Today was all three. I hadn't thought about staying home, but I was just not in the mood to be around people. But I went and the sermon was great - it was about Job, but it was such a great reminder that things to have to make sense in life for us to worship God, to trust God, and to have a great relationship with Him. What we see as chaos or rejection or re-direction is simply part of God's plan. We can't just muster up the faith though, it comes from being in a relationship with Him on a regular basis, and asking God for it. I talked to friends today and it was great to catch up, and I took the time to listen to others about their weeks and what is going on in their life.


After driving with the window down in the car, getting some lunch, Starbucks, and getting a few small things at Target, I came home and wrote in my journal for like an hour. After writing about what was going on in life, I was also writing about the sermon and what I was going to pray for my friends and coworkers about, and guess what happened. I totally got distracted, and suddenly felt the need to go do something stupid.
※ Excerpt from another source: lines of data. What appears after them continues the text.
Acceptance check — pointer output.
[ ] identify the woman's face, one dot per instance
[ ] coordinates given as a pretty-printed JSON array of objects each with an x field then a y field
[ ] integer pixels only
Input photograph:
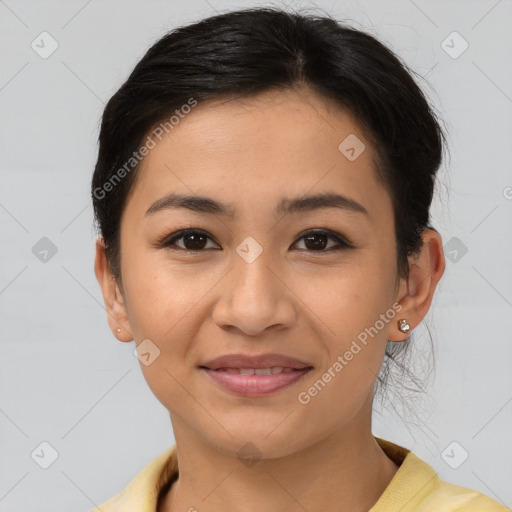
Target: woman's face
[{"x": 260, "y": 281}]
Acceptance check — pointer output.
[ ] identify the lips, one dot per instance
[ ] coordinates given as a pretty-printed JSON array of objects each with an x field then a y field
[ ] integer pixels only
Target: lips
[
  {"x": 243, "y": 361},
  {"x": 255, "y": 376}
]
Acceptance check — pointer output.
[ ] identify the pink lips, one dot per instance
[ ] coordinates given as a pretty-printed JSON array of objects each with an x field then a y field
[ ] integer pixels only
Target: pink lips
[
  {"x": 222, "y": 370},
  {"x": 255, "y": 385}
]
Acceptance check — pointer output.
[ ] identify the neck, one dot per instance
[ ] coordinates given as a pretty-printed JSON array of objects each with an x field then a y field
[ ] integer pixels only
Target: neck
[{"x": 346, "y": 471}]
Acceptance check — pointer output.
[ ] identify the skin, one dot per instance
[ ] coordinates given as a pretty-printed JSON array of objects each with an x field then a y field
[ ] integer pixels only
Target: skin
[{"x": 291, "y": 300}]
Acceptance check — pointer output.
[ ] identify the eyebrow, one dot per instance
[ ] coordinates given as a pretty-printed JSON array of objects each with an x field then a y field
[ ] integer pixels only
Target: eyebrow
[{"x": 208, "y": 205}]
And was suddenly filled with doubts and frustrations that I was trying to ignore. Well, duh, it was satan distracting me. I refocused and got back on track. When they say that satan is the author of lies, it rings true. I saw on twitter the other day, "Comparison is the enemy of joy." I see other people who are more successful at photography, have better pictures, or have more jobs in it and think, "Well I'll never even be that good or have jobs in that," or "Of course I'm single - I'm not as pretty/cool/funny/nice/interesting as that girl." Ah, but what lies. And I image prayer being like a machine gun to those lies, hahaha. Shot down to the ground. My God is bigger than that.



Friday, February 21, 2014

Well...

FAFSA didn't give me enough money to go back to school at Portfolio Center, so I a no longer going. I am still trying to figure out what I will be doing and how to continue on with photography... back to square one. Stupid square one. I will leave the rest of my feelings out of this post because it would be incredibly long and obvious.
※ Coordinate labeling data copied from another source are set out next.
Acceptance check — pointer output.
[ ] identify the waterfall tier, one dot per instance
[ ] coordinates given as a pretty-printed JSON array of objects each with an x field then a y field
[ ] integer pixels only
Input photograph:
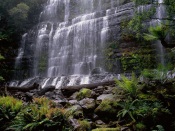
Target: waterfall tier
[{"x": 68, "y": 43}]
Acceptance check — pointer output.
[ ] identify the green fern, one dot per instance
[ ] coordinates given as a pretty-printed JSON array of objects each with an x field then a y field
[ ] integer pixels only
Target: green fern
[
  {"x": 156, "y": 33},
  {"x": 128, "y": 85},
  {"x": 40, "y": 115}
]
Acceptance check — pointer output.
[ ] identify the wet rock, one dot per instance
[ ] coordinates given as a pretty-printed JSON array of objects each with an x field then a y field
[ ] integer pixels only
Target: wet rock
[
  {"x": 73, "y": 96},
  {"x": 105, "y": 97},
  {"x": 99, "y": 90},
  {"x": 87, "y": 103},
  {"x": 75, "y": 111},
  {"x": 74, "y": 123},
  {"x": 97, "y": 70},
  {"x": 125, "y": 129},
  {"x": 85, "y": 93},
  {"x": 73, "y": 102},
  {"x": 99, "y": 122}
]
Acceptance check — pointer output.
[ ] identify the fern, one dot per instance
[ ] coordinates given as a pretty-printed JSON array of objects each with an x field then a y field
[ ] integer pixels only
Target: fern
[{"x": 128, "y": 85}]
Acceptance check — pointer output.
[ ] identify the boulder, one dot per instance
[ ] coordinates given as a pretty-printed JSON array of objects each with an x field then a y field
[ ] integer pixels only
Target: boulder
[{"x": 87, "y": 103}]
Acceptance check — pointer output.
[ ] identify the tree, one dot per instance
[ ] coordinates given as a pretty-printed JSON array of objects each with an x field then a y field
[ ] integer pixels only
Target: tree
[{"x": 158, "y": 32}]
I did buy a Canon 6D today though! It's awesome and intimidating at the moment. If the shutter was any louder I think people would think I was shooting a real canon at them. But oh well, it's worth it when it takes great pictures!



Thursday, February 13, 2014

Snow and ice, pretty and nice

Well, two weeks later and we're hit by another snow storm, worse than before! At least this time it happened during the middle of the night so people were already home. I did work yesterday, from 1-8, but not today. The ice came down and it wasn't pretty - hardly any snow - and then later this evening when I didn't even know it, the snow poured down. I looked outside around 2 AM and everything was covered in snow. I don't know how long we'll be "stuck" in our houses, but I'm ok with that. :-) The only thing I don't like is that I'm "supposed" to work on Friday night, and by that point it will still be a questionable thing if I can / should leave the house or not. Sigh. I AM sad that I have to miss bible study tomorrow night, but it seems like a lot of things have postponed bible study since August, so I'm kind of used to it sadly.


So! Today I slept late, read some of a new book I got on photography, had coffee with hot chocolate in it, played a computer game, ate white chicken chili soup that was so great, wrote in my journal, read some, and was on facebook. Oh, and took a nap. No work tomorrow, and no real "plans" yet.


FAFSA hasn't been sent to Portfolio Center yet, and the financial aid lady said that timing could be an issue now... what?? Why does it take 6 weeks or so in order for them to say, "Yep. You're poor. Here's some loans." I don't understand, and I hope it goes through in time. I'm nervous about it.


For the past few weeks, I have been praying, "God, please align my heart with Yours. Let my desires be what Yours are, and change my heart where I am wrong or wanting the wrong things." And there have been moments, small moments, where I felt it. Where I thought, "Oh." And I try to keep these small moments in mind because they are a bigger picture of God's direction. And what so often gets in the way are my emotions, which are up and down like the tide sometimes. There are times (mostly once a month) when I cry so hard over something that normally wouldn't make me cry. There are times when I'm so mad at everything and everyone, even when someone is trying to be nice. There are times when I think, "No, this is too good to be true... somehow I wont get enough money to go to Portfolio Center or do anything more than work at Starbucks, and I will never get married or have kids. So I might as well just die now," and my fear swallows me whole. And I think to myself, "Do I trust God's timing?" Well yes, but that doesn't mean I'm always happy about it. That doesn't  mean I don't still ache and cry over it.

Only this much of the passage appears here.